Stupid is as stupid does?

This could be an infinitely long post, because there is no shortage of stupidity. But I can't help but wonder if the world isn't in fact dumber now than it used to be. This is what I've come across recently in forehead-slapping idiocy (the last three just today).

I read this as a factual practical joke in a family. Now, I always thought that school, no matter how much it currently sucks, managed to teach kids that birds come from eggs. All birds hatch out of eggs. How can an adult not know this?

Innumerable calls to some helpdesk stating the computer won't come on, and the call comes during a local power outage. Or: Customer: "If I unplug my computer, will it shut off?" That baffles me. We in the west have all been raised with electricity. We know that to get something working, it has to be plugged in and switched on. We know that things like lightning or electrical errors can knock out the power or a fuse and therefore electrical things won't work. A computer uses electricity. We know this. Don't we? tells of a customer who was quoted a price of .002 cents per kilobyte and got billed .002 dollars per kilobyte. A 22 minute phone call did nothing but prove that people apparantly forget that a cent is still 1/100 of a dollar, even when you introduce a decimal point.

Via the I also learn of shoppers refusing to leave a shopping mall that was on fire. "Mentor fire Battalion Chief Joe Busher says shoppers wanted to stay and buy even as smoke filled the store.

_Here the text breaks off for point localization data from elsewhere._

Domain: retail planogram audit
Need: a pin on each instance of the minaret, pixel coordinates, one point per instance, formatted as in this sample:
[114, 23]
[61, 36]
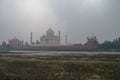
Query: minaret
[59, 35]
[65, 39]
[31, 38]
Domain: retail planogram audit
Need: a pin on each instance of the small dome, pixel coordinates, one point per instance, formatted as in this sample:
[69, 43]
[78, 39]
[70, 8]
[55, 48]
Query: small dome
[50, 32]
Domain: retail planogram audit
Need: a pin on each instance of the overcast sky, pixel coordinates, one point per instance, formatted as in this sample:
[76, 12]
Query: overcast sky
[76, 18]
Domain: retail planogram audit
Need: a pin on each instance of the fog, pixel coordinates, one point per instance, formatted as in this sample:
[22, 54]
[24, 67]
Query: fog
[76, 18]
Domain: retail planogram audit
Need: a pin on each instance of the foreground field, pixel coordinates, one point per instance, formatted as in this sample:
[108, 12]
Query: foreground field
[59, 66]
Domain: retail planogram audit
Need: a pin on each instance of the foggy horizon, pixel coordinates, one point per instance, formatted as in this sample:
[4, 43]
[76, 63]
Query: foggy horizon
[75, 18]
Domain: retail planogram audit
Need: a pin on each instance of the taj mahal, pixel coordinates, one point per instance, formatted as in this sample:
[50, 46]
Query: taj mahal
[48, 39]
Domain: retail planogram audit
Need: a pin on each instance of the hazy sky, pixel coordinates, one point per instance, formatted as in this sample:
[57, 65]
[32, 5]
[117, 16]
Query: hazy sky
[76, 18]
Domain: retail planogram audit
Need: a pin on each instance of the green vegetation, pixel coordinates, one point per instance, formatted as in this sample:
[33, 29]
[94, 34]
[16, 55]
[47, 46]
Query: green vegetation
[60, 67]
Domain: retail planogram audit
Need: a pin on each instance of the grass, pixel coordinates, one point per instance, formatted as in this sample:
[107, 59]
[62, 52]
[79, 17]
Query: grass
[60, 67]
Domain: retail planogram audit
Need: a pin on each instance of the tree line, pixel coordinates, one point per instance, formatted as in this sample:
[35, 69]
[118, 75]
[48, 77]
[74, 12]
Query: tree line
[110, 45]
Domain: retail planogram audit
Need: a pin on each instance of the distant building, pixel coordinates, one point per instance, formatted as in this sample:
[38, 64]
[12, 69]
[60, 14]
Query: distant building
[16, 43]
[50, 39]
[91, 41]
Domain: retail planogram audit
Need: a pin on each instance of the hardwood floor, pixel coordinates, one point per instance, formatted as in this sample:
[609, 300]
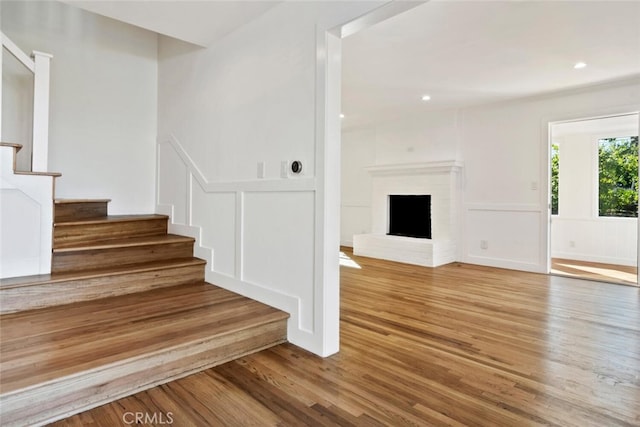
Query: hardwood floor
[448, 346]
[612, 273]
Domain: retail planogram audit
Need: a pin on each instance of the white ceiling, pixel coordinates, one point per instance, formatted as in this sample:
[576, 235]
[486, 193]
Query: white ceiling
[461, 53]
[201, 22]
[466, 53]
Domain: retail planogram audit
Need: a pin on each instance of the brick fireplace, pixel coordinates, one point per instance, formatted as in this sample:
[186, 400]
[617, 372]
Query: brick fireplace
[441, 181]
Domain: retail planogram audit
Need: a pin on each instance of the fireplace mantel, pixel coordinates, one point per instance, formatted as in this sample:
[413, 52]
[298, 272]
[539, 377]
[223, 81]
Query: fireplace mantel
[441, 180]
[445, 166]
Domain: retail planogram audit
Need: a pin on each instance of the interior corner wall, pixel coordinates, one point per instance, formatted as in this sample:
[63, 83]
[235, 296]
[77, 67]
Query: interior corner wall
[229, 116]
[504, 147]
[355, 204]
[103, 104]
[505, 150]
[425, 137]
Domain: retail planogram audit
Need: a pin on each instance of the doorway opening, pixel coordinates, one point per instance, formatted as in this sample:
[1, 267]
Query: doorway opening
[594, 199]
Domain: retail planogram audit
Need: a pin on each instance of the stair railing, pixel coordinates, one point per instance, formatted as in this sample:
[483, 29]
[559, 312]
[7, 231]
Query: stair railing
[39, 64]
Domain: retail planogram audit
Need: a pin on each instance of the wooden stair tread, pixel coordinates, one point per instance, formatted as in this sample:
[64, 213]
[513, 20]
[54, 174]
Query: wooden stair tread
[110, 219]
[42, 345]
[16, 282]
[53, 174]
[65, 201]
[123, 243]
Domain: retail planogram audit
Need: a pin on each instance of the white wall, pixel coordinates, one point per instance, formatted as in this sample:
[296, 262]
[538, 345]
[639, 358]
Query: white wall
[355, 206]
[577, 232]
[504, 147]
[26, 219]
[505, 150]
[258, 95]
[427, 137]
[103, 101]
[17, 107]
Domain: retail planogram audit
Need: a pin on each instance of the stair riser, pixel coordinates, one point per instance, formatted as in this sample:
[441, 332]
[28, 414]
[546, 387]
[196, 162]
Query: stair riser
[80, 210]
[65, 235]
[71, 395]
[51, 294]
[98, 258]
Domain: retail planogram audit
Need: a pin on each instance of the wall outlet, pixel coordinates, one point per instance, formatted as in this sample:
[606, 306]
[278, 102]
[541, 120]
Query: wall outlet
[284, 169]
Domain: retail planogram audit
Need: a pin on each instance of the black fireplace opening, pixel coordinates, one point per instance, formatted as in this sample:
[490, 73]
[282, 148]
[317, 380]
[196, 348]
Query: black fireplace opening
[410, 216]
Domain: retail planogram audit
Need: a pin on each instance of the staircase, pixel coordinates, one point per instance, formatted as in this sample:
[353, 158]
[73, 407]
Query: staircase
[125, 308]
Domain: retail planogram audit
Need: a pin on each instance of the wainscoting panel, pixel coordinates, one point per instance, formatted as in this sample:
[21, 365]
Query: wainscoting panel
[503, 236]
[278, 245]
[215, 214]
[256, 236]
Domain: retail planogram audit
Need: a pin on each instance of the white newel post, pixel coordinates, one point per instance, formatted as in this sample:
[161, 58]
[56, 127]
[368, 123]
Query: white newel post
[41, 111]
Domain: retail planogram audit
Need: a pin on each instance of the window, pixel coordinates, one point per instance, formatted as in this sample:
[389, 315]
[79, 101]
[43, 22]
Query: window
[618, 176]
[555, 169]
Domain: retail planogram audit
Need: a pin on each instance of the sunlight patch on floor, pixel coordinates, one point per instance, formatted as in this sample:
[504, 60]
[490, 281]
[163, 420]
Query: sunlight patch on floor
[348, 262]
[620, 275]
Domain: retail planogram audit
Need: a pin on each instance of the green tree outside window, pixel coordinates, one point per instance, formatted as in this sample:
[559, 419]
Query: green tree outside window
[618, 176]
[555, 170]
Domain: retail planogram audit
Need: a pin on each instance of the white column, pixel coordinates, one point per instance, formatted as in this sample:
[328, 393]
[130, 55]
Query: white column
[41, 111]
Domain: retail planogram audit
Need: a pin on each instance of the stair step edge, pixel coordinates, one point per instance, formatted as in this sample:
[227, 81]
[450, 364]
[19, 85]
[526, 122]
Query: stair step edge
[262, 321]
[126, 243]
[111, 219]
[38, 280]
[66, 201]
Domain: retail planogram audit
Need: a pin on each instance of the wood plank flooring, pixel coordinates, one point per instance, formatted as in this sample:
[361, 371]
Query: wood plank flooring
[612, 273]
[457, 345]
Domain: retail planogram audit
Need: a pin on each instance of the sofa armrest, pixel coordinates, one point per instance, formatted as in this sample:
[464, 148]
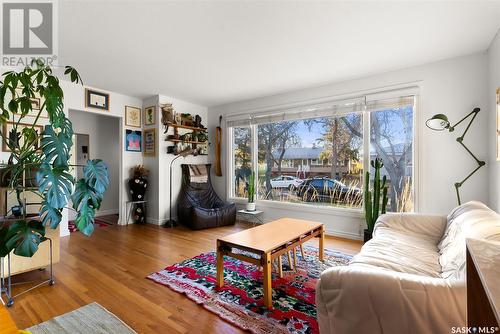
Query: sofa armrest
[366, 299]
[430, 225]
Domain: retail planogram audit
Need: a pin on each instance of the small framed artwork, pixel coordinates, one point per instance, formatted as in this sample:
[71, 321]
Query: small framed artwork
[16, 138]
[150, 142]
[96, 100]
[133, 140]
[498, 124]
[133, 116]
[149, 115]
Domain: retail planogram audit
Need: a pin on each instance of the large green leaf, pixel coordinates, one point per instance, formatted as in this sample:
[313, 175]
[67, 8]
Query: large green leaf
[85, 194]
[25, 236]
[96, 174]
[50, 216]
[85, 219]
[56, 146]
[56, 185]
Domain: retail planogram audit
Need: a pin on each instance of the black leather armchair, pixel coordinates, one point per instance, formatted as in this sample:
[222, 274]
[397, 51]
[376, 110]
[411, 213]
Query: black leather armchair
[198, 205]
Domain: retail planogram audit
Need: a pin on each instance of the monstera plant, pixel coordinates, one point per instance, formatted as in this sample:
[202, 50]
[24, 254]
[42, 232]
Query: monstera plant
[39, 159]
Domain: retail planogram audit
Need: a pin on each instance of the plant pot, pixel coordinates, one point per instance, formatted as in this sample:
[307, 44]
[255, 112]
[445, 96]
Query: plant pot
[250, 206]
[367, 235]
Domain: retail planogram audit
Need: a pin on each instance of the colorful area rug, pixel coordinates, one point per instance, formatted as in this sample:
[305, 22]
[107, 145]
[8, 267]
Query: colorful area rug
[97, 223]
[240, 300]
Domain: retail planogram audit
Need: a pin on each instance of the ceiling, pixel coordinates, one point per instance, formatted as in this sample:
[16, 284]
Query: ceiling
[218, 52]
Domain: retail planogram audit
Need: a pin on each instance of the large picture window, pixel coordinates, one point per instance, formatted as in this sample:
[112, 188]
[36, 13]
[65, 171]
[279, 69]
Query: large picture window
[319, 157]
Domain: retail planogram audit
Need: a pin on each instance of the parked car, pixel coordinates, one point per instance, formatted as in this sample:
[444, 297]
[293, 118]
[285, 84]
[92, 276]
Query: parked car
[285, 181]
[323, 189]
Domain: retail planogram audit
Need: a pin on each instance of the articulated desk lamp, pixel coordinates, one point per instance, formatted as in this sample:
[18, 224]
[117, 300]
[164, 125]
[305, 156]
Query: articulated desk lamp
[439, 122]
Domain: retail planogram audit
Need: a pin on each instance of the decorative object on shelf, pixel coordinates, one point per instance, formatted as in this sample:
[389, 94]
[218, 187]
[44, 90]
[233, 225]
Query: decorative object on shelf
[133, 140]
[150, 115]
[55, 185]
[373, 198]
[218, 148]
[187, 119]
[171, 222]
[498, 124]
[96, 100]
[150, 142]
[14, 135]
[251, 193]
[133, 116]
[439, 122]
[137, 185]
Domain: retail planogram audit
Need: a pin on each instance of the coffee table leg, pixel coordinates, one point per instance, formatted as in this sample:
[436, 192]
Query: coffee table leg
[321, 244]
[268, 290]
[220, 266]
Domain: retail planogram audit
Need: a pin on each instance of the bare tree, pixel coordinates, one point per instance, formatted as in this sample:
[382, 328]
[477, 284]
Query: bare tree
[273, 140]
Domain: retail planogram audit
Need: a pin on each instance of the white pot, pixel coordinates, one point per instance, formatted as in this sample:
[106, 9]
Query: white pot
[250, 206]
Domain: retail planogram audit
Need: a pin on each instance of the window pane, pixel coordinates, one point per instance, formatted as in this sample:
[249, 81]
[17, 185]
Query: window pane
[242, 160]
[391, 140]
[310, 152]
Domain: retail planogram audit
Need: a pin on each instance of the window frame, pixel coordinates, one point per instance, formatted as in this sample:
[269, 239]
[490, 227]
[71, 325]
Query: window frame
[398, 91]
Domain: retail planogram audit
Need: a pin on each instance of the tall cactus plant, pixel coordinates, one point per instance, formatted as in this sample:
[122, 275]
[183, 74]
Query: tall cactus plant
[373, 197]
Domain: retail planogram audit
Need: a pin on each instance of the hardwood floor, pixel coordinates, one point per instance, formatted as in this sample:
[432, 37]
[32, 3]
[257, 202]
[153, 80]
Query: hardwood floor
[110, 268]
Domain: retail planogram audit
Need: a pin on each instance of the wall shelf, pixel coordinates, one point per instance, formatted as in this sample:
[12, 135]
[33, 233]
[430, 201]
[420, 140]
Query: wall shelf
[180, 126]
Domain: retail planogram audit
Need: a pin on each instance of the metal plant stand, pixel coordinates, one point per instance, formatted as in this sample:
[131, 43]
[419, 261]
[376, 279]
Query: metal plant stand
[6, 281]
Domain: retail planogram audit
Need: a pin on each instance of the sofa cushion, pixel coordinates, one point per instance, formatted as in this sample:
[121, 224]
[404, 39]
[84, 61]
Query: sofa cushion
[401, 251]
[469, 220]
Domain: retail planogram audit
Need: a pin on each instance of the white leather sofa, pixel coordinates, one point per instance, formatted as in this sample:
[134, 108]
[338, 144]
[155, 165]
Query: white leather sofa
[410, 278]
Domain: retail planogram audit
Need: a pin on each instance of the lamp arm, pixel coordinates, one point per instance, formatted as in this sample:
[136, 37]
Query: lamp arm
[460, 140]
[473, 112]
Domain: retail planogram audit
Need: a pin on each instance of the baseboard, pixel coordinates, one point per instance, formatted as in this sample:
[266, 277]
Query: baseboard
[155, 221]
[106, 212]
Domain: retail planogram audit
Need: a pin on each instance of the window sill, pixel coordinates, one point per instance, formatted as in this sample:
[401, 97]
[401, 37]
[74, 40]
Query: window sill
[335, 211]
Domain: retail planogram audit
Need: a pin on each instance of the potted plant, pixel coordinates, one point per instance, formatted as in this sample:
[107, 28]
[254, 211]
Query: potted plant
[251, 193]
[47, 152]
[373, 198]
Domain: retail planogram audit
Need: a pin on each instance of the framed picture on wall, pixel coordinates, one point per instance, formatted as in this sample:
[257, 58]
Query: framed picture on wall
[498, 124]
[96, 100]
[150, 142]
[133, 140]
[133, 116]
[16, 138]
[149, 115]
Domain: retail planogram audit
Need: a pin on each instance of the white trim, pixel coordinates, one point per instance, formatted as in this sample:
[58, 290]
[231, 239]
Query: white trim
[244, 114]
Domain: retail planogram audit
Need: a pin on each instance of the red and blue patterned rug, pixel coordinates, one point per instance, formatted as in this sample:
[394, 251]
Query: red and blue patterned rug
[240, 300]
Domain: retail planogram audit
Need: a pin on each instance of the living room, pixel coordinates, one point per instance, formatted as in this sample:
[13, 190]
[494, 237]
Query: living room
[259, 166]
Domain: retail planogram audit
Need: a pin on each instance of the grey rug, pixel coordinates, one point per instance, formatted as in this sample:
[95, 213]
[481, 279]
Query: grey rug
[91, 318]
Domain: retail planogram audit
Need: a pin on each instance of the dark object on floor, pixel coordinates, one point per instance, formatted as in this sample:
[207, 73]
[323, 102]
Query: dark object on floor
[198, 205]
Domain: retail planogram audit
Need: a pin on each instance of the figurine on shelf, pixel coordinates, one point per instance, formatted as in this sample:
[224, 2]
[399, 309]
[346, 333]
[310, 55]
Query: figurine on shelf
[138, 184]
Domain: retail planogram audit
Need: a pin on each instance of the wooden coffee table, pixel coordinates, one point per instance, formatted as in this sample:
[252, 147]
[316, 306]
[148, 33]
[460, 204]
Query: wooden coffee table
[268, 241]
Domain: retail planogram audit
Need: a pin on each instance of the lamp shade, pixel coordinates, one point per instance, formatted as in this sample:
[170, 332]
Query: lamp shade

He says firefighters had to block the door so customers didn't come in." This I can somewhat understand, as I have myself tried to enter a smoke-filled stairway during a fire drill at work. I was stopped by the fire guard and at first tried to pass him, then I noticed the smoke. We all act on auto-pilot, I believe, but when something does happen, we should have enough sense to stop ourselves from routine habit and consider our own (or someone else's) safety for the moment. One time the fire alarm went in our local shopping center and nobody made a move to leave - not the shoppers, the employees, or mall security. I did leave.

Finally (for today), is a statement (via Archer) so utterly devoid of the use of brain cells, it's almost worth a Nobel prize in its own right. "Just because you can conceive a child outside a one-woman, one-man marriage doesn't mean it's a good idea," [Carrie Gordon Earll] said. "Love can't replace a mother and a father." (From Yahoo's report on Mary Cheney's baby.) There are a number of arguments used by those against gays having kids, like Earll's above, the worry about not having an opposite sex parent or being bullied, and some others. If you want to make a case against gay parents, the above won't cut it. They don't reflect common sense nor actual experience. Kids of heteros often grow up without a father, for example. Kids of heteros get bullied. Kids of heteros manage to grow up without love. What else are kids of heteros subjected to? Drug and alcohol abuse, parental promiscuity, divorce, instability, poverty, violence, sexual abuse - you name it. Any number of things can happen to a kid, even if that kid's parents are straight. Being straight guarantees nothing, not even a relationship with God. You know this. It is stupid to think otherwise.


Sravana said...

on the computer bit - if I unplug mine, and the battery is charged, it won't turn off...


Keera Ann Fox said...

So you're the one who confused this poor computer user. ;-)

Paula said...

People were always dumb, I think, but the internet wasn't around to disseminate their stupidity to the rest of the world. Now, the second you do something dumb, everyone knows. OTOH, it all slides down into the intermuck and is forgotten the next day. Erm, unless Sylvia digs it back up! ;)

Keera Ann Fox said...

Aye, people were always dumb, but it strikes me that people's dumbness more and more is based on oblivion about their surroundings, not from actually being dropped on their heads as babies. And I'm speaking of situations I've observed, not read, right down to the insistance of entering an elevator while other people are trying to exit it.